TEI Data Processing Overview

All outputs generated from TEI source files are created by our TEI Data Processing pipeline (https://github.com/cambridge-collection/cudl-data-processing-xslt).

The pipeline is dockerised. It can be run in an AWS lambda, locally or within a CI/CD system. It uses Apache Ant (https://ant.apache.org/) to run the necessary XSLT transforms to create the output files.

Overview of the phases of the data build

The build contains three phases:

The TEI Data Processing Pipeline

Paginate the TEI source file and generate TEI P5 XML and HTML files for every page that contains significant content.
Consolidate and process the metadata into an XML file encoded according to the https://www.w3.org/TR/xpath-functions-3/#schema-for-json schema.
Generate derivative data views from the consolidated data file.

The default build runs all three phases on the specified TEI file. It is also possible to call each phase independently, provided the necessary cached data files are available.

Pagination of the TEI Source file

The pagination process creates TEI P5 XML and html files for every page that contains significant content (i.e. textual content or certain significant empty elements, like <figure/>, <g/>, <gap/> that produce output intended for the reader). This ensures that only pages that contain content visible to the end user will be generated.

The TEI P5 page XML files are cached so that they can be made available for end users.
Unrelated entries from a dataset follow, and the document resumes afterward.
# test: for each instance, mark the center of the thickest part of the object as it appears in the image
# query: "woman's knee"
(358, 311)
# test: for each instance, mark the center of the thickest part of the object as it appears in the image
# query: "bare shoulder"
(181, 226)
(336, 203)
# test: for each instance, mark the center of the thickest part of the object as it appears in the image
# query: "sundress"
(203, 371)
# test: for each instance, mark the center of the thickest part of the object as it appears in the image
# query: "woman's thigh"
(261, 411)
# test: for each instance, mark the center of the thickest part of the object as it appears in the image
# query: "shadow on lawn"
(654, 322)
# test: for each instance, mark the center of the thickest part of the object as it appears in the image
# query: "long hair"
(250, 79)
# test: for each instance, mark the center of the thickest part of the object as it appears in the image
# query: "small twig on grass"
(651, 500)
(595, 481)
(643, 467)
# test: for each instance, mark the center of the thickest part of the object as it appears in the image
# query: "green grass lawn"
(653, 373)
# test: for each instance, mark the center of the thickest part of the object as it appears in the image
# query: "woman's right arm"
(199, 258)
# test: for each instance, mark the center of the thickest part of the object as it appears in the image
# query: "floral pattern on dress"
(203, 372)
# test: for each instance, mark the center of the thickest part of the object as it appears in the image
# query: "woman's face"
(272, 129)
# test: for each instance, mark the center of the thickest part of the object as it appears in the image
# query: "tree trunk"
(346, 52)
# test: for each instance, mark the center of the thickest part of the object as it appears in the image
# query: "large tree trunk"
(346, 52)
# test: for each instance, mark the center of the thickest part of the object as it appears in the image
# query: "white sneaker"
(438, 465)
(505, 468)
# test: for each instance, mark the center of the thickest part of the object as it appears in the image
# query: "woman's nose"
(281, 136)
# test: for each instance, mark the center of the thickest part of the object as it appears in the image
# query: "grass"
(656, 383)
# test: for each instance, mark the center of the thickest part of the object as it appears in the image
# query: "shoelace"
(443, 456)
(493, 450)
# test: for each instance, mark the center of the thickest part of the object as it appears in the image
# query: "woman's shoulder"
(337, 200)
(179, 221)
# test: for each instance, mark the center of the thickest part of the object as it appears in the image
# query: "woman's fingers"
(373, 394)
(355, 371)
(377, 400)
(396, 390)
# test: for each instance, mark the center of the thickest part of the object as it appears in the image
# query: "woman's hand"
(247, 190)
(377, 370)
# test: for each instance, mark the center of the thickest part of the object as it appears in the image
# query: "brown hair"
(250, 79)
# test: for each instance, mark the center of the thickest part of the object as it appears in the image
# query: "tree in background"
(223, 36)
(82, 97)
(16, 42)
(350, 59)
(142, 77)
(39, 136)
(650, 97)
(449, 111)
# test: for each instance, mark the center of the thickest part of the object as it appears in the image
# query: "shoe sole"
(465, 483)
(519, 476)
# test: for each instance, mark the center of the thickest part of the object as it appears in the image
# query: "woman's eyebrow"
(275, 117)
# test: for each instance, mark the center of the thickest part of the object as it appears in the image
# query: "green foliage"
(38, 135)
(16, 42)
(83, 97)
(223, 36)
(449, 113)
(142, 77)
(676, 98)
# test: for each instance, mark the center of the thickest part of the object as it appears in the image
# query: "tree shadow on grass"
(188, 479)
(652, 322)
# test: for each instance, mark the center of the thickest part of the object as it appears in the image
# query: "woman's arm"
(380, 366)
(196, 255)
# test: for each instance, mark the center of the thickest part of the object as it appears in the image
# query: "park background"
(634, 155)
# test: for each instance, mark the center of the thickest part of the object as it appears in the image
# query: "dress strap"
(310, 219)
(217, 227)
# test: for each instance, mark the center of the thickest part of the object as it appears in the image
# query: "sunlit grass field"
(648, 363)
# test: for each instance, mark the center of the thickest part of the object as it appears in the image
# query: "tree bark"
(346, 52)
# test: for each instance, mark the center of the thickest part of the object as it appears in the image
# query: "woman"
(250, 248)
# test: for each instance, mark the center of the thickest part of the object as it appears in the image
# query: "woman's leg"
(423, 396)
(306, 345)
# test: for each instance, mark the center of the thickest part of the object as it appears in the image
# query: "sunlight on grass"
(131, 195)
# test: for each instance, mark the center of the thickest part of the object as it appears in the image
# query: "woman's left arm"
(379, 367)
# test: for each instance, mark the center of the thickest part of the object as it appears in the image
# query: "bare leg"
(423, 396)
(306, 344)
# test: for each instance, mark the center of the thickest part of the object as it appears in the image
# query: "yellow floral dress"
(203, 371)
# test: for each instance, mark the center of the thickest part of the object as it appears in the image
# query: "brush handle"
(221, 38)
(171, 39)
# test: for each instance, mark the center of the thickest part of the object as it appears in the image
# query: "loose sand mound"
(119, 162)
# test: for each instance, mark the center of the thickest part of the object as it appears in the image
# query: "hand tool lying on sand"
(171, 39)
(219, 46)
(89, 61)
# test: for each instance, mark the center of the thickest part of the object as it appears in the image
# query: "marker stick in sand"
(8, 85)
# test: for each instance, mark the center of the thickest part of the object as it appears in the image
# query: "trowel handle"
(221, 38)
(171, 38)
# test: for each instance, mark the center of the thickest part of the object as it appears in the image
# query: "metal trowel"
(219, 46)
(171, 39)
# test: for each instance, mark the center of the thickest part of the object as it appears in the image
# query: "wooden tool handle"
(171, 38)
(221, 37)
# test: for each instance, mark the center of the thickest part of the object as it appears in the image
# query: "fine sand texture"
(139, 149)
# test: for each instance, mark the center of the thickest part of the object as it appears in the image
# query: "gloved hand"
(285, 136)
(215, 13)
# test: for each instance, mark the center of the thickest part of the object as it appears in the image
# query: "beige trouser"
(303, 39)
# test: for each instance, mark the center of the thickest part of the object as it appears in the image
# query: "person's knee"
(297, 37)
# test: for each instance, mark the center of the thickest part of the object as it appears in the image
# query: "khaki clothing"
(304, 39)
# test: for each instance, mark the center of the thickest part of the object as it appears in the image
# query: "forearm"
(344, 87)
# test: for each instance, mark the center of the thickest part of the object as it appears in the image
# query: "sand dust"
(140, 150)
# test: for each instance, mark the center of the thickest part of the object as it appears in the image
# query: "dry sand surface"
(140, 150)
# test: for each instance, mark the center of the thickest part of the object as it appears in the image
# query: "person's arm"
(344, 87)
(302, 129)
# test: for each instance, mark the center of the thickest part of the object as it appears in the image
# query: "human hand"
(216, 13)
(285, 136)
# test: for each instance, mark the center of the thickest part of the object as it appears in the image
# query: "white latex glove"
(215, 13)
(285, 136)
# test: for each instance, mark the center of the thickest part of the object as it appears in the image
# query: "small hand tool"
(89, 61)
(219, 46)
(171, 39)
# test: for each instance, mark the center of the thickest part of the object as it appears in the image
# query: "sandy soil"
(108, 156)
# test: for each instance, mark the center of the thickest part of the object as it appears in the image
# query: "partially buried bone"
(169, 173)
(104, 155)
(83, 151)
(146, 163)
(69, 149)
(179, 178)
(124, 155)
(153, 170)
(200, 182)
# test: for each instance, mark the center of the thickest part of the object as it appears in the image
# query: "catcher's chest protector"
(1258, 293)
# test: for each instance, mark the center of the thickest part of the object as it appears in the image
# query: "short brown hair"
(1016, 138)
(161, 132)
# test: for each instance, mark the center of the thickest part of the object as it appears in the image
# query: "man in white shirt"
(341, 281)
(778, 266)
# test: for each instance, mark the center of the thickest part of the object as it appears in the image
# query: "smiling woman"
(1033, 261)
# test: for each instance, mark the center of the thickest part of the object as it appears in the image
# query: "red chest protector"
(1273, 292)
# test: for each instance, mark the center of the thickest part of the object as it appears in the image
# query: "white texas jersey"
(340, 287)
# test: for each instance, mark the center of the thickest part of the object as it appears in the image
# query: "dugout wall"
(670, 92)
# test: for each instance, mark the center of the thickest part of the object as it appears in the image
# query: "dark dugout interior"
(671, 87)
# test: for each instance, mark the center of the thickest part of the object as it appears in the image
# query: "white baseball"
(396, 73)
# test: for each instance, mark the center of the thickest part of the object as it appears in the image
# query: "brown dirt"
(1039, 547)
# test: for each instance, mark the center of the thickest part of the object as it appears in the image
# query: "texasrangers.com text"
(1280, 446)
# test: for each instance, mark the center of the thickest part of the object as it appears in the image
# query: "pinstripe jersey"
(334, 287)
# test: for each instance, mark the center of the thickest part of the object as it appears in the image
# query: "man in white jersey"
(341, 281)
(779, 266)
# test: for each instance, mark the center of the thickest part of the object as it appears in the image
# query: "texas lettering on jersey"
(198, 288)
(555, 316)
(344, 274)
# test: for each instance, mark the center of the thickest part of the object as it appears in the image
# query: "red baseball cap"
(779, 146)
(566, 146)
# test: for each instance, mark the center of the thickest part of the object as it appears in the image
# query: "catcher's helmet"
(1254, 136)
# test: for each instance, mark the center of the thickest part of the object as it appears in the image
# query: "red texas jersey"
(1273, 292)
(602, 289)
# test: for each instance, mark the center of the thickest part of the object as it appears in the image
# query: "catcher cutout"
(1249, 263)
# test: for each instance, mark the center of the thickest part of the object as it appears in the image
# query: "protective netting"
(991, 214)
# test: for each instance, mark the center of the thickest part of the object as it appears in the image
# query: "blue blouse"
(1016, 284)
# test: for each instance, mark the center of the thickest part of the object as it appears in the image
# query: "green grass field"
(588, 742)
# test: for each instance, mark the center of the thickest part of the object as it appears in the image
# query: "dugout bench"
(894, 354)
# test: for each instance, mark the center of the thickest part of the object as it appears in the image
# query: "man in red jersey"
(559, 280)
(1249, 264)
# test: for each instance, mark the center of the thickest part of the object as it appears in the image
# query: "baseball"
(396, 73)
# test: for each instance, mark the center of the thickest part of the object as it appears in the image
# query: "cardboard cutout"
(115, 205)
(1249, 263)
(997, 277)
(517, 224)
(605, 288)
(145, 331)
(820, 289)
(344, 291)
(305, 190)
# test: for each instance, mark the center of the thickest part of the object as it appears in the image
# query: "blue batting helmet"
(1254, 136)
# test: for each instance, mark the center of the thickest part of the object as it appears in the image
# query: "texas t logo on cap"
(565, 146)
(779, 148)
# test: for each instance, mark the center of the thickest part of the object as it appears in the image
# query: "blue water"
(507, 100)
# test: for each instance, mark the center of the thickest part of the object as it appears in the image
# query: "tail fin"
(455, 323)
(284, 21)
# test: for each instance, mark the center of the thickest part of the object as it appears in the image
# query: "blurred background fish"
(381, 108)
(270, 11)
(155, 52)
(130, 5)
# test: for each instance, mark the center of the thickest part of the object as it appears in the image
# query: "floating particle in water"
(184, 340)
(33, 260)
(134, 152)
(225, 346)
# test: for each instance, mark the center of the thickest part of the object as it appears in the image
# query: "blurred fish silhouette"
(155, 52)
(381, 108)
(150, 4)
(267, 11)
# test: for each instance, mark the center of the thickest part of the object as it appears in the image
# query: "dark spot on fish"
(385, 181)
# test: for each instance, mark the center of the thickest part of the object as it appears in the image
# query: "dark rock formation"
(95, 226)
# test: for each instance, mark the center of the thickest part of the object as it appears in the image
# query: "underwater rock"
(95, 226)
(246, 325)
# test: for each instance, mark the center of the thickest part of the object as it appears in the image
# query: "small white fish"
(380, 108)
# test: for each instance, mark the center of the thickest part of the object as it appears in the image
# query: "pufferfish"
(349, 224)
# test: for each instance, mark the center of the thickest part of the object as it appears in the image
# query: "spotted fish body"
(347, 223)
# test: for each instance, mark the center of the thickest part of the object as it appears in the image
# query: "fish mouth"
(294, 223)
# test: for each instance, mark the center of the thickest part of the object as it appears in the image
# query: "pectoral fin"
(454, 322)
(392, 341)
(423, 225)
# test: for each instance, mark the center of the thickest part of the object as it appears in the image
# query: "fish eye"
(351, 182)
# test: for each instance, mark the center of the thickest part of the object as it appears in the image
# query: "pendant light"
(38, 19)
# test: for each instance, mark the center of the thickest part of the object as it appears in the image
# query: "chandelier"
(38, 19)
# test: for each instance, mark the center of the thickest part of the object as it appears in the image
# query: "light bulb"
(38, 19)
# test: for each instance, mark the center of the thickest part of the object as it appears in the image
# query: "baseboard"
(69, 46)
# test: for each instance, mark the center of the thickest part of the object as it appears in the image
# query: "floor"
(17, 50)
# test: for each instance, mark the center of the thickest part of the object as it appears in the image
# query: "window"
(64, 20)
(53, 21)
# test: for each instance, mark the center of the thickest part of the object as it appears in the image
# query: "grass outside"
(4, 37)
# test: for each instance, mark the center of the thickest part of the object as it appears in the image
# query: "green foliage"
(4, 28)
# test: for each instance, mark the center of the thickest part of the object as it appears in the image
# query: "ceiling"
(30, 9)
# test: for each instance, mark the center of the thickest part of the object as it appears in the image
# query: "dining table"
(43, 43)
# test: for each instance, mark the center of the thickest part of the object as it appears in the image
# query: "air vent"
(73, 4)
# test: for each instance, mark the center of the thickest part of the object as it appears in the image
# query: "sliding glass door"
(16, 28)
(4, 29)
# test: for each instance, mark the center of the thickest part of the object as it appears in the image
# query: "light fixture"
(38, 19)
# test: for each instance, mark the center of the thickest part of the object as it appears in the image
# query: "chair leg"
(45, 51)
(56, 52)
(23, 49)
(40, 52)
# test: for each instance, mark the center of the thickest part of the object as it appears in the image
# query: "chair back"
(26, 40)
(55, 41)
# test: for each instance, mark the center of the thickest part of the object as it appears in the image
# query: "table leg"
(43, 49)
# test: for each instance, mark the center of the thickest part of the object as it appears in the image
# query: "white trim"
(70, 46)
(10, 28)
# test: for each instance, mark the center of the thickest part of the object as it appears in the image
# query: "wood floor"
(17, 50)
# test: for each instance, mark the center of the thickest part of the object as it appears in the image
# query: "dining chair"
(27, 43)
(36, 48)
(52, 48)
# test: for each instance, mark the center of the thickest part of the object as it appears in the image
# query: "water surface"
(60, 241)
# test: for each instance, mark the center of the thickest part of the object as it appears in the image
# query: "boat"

They can also be used when updating the html view of the documents so that every item in the collection does not need to be processed in its entirety.

Consolidation of the Metadata

There are often many different ways to record the same information in TEI. This can make maintaining pipelines that generate multiple outputs from them challenging to maintain.

It can either result in either repeated code fragments that become progressively harder to keep up to date or in the creation of a standardised library of functions/templates to generate the data.

CDCP aims to manage this complexity in two ways. The creation of centralised library for accessing and processing all data makes it easier to ensure that any changes required to reflect new TEI coding styles or improve the output are consolidated in one place.

While a centralised library can help prevent the rise of scissors and paste code, it still poses several challenges when operating at scale over hundreds of thousands of items. Some processes, such as the one that determines whether a page contains content or not, take an appreciable amount of resources to run. Many of these actions would need to be performed for each output file. While the cost/time implications of doing so aren’t onerous when processing a single document, they are appreciable when run on more complex materials or larger batches of files.

CDCP’s TEI Data Processing pipeline remedies these issues by operating on the principle that raw data should be processed as few times as possible. It generates a XML file, encoded according to the W3C schema for representing JSON, that consolidates all the processed metadata, and page transcriptions and translations for each item in our collection. These consolidated XML files contain the cleaned data necessary to generate all derivative views for our core outputs quickly and efficiently.

Generation of derivative views for downstream services

The final phase of the process generates the derivative views of the data used by other services within the CDCP ecosystem, like the json that is indexed by SOLR (our search engine) or used by the viewer. Cambridge’s build creates an additional JSON file for use by the pipeline that ingests CDL TEI transcriptions into our Data Preservation system.

The XSLT files required to generate these outputs are small, ranging from 800 bytes to 11K, and do not require any costly data analysis/processing.

Copy Output to user-specified locations

The outputs created by this pipeline are released once the pipeline’s core actions have been successfully completed. This prevents spurious build artefacts from entering CDCP when some part of the process fails.

The chief outputs for each item are:

Consolidated Metadata XML file
TEI P5 XML and HTML files for each page with significant content. If a document does not contain any pages with significant content, no TEI or HTML files will be generated
Custom JSON containing the metadata, collection information, transcription and translations for indexing by SOLR
JSON required for the CDCP Viewer
JSON required by Cambridge University Library’s Digital Preservation pipeline.